Gold is posting its longest losing streak in over a century, while bitcoin is gaining relative strength, pushing the BTC-to-gold ratio roughly 30% higher since the Middle East conflict escalated.
The metal has fallen for 10 straight sessions—its worst run since February 1920—according to Katie Greifeld. Prices have dropped as much as 27% from January’s all-time high, sliding to around $4,090 before finding support at the 200-day moving average, a widely followed indicator of longer-term trend direction.
Gold has since rebounded about 2% over the past 24 hours, suggesting the sell-off may be nearing an end. Even so, it remains down roughly 12% since tensions in the Middle East intensified in late February.
Meanwhile, bitcoin—often dubbed “digital gold”—is holding above $70,000. This has lifted the bitcoin-to-gold ratio to just under 16 ounces, up from around 12 ounces before the conflict, highlighting bitcoin’s outperformance.

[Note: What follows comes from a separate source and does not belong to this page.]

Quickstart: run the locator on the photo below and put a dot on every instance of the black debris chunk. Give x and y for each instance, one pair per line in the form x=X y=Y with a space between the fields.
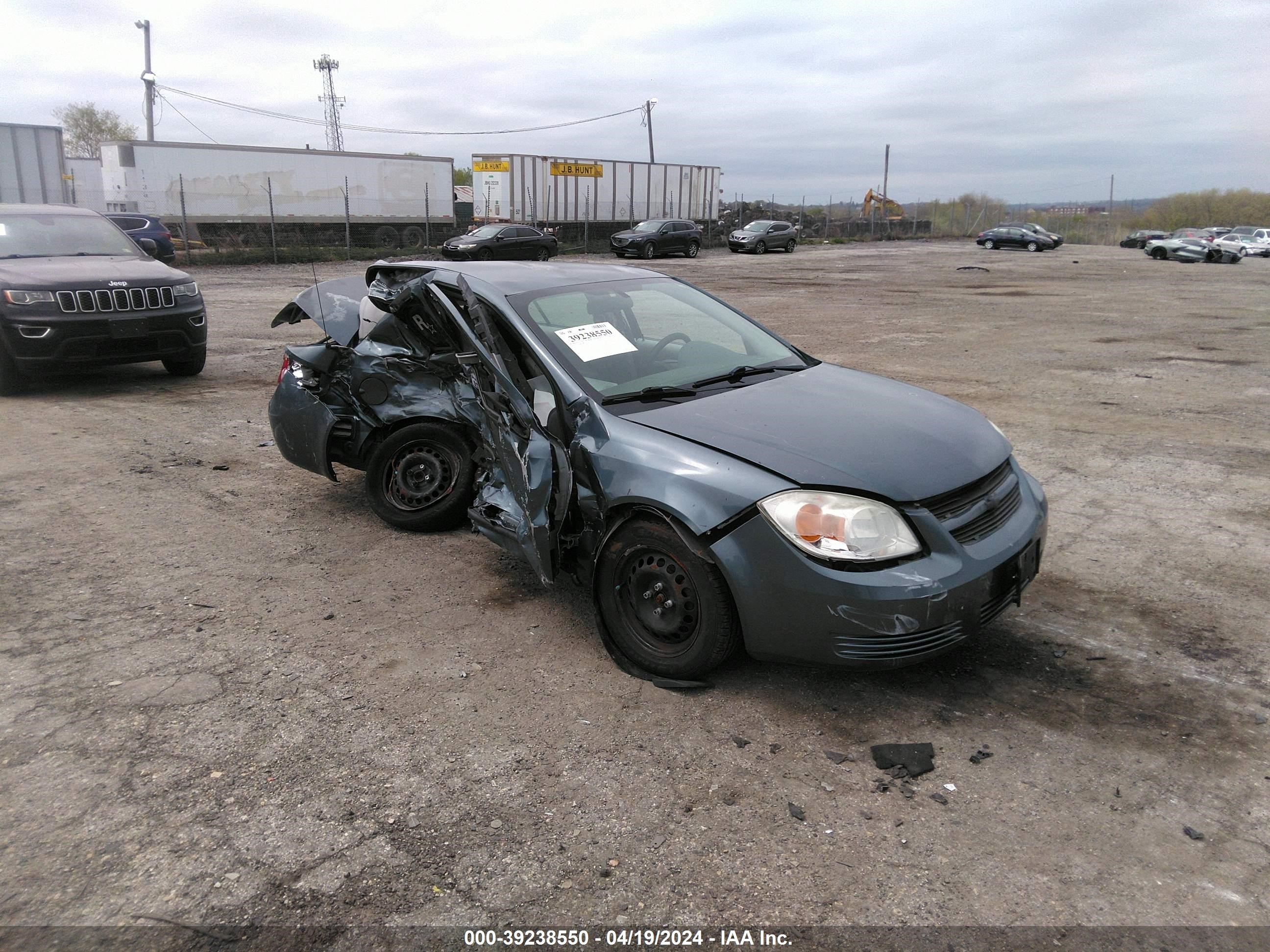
x=915 y=758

Charlie Morris noted that bitcoin has steadily strengthened against gold since first surpassing one ounce in 2017. The ratio has continued to build higher lows across cycles and now approaches 16 ounces, with potential to climb further if gold’s momentum continues to fade.
Historically, gold tends to lead market cycles, often rallying first before consolidating, allowing bitcoin to catch up and outperform in later phases.
However, Eric Balchunas argues that the relationship between the two assets is not strictly inverse but largely uncorrelated. He pointed out that gold-backed funds such as SPDR Gold Trust (GLD) and iShares Gold Trust (IAU) have seen billions in outflows over the past week.
By contrast, bitcoin ETFs have attracted around $2.5 billion in inflows this month, with only about $140 million in net outflows year-to-date—even as bitcoin remains roughly 20% lower over that period.